How Mobile Network Operators Must Evolve as Data Ramps Up

4 Comments

It wasn’t too long ago that the path to success for mobile carriers was a straight one: Simply offer compelling handsets at competitive prices and maintain a top-notch network and your customers would be happy. And for those that weren’t, manage a competent customer-care division. That model is rapidly changing, though, as we reach the point of market saturation.

Carriers in Western markets have precious little room for growth unless they poach customers from their competitors. Cell phone penetration in the U.S. stands at 89 percent, according to CTIA, and Chetan Sharma pointed out earlier this month that mobile’s market penetration in America is 99 percent for people over than the age of five. The increase of machine-to-machine connections and the coming wave of connected consumer electronics (non-phones) will help, but carriers will have to evolve beyond being simple network operators if they’re to thrive in the coming world of mobile data.

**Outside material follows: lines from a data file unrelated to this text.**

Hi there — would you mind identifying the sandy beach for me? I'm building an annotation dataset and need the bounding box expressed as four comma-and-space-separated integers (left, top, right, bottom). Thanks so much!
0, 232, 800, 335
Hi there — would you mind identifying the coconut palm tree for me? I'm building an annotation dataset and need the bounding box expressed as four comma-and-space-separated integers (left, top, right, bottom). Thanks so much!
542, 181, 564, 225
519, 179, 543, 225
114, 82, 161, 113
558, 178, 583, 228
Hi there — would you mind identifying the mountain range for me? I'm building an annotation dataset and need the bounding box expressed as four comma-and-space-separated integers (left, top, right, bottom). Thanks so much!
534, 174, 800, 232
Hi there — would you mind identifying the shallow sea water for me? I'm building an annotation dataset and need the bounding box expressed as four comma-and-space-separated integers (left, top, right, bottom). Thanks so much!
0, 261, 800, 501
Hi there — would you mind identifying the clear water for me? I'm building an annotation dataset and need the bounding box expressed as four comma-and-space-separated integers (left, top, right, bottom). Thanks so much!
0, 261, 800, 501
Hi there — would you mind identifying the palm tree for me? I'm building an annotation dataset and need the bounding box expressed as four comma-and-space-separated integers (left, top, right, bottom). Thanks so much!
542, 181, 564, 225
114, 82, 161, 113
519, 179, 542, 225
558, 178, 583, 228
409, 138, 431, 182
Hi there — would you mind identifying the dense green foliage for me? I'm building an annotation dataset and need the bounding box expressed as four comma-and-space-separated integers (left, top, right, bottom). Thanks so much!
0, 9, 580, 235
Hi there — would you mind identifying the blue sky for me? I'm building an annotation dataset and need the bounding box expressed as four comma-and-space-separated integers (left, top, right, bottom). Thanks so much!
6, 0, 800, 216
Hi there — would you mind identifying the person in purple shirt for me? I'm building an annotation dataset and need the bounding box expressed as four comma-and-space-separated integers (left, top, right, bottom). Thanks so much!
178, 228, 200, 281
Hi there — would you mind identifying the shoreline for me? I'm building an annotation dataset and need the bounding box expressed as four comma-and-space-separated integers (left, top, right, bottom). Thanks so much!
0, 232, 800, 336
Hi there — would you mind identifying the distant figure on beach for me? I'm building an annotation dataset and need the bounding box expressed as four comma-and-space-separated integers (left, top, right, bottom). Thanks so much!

Another factor beyond market saturation is at play here, too. Mobile is no longer just about being a provider of wireless phones and connectivity; it’s about adding value with applications that leverage Web 2.0 features like presence and community and combining them with mobile’s unique characteristics, such as portability and location awareness.

While the rise of mobile Web 2.0 is a looming threat for network operators, it also presents an opportunity to develop and market more compelling “over-the-top” offerings — applications and services from carriers that can be targeted at users on other networks. In my weekly column over at GigaOM Pro, I’ve taken a closer look at this topic, with a special focus on AT&T’s Buzz.com offering. I’m sure we’ll see more examples as carriers attempt to make a very difficult transition beyond their established business model into uncharted waters. What kind of opportunities do you see?

Image courtesy of Flickr user kevindooley

4 Comments

Tim Mattison

“…it’s about adding value with applications that leverage Web 2.0 features like presence and community and combining them with mobile’s unique characteristics…”

This is not what customers want. This is what carriers want. Providing reliable data will only cannibalize their current market by commoditization. The margins on data will get smaller and smaller so carriers can do one of several things:

1) Price fix to keep themselves as big and fat as they are now

2) Strip out their retail channel and the heavy sales and support team that comes with it to truly become a lean, network-only provider

3) Open their networks up to M2M so that device manufacturers can start pumping out millions of new devices that bring in recurring revenue with minimal support. Right now M2M is a big, expensive hassle and it’s holding up companies from just flooding the market with great devices.

I don’t want Verizon, Sprint, and AT&T trying to come up with the next Foursquare, Twitter, or Facebook. They had their chance when they locked us into their pitiful, closed “Get it now!” J2ME and BREW application stores. They blew it, made little money, and held up progress for at least a decade. Build a network, make it reliable, make it open, get rid of your retail stores and let other people sell the phones and support for you, and then I guarantee you that you’ll be making money hand over fist.

Oh, and please ignore suggestion #1 even though you’re doing it already.

A S

“Simply offer compelling handsets at competitive prices and maintain a top-notch network and your customers would be happy. And for those that weren’t, manage a competent customer-care division.”

IMO, this is the main (if not the ONLY) thing customers want even today. We really don’t want our cellular carriers trying to offer us anything more. Just give us a great, cheap data pipe, with plans and prices that make sense, and get out of our way. Amen.

slim

+1. carriers should stick to building networks. historically, their “media” creations have sucked and NEVER win in the market.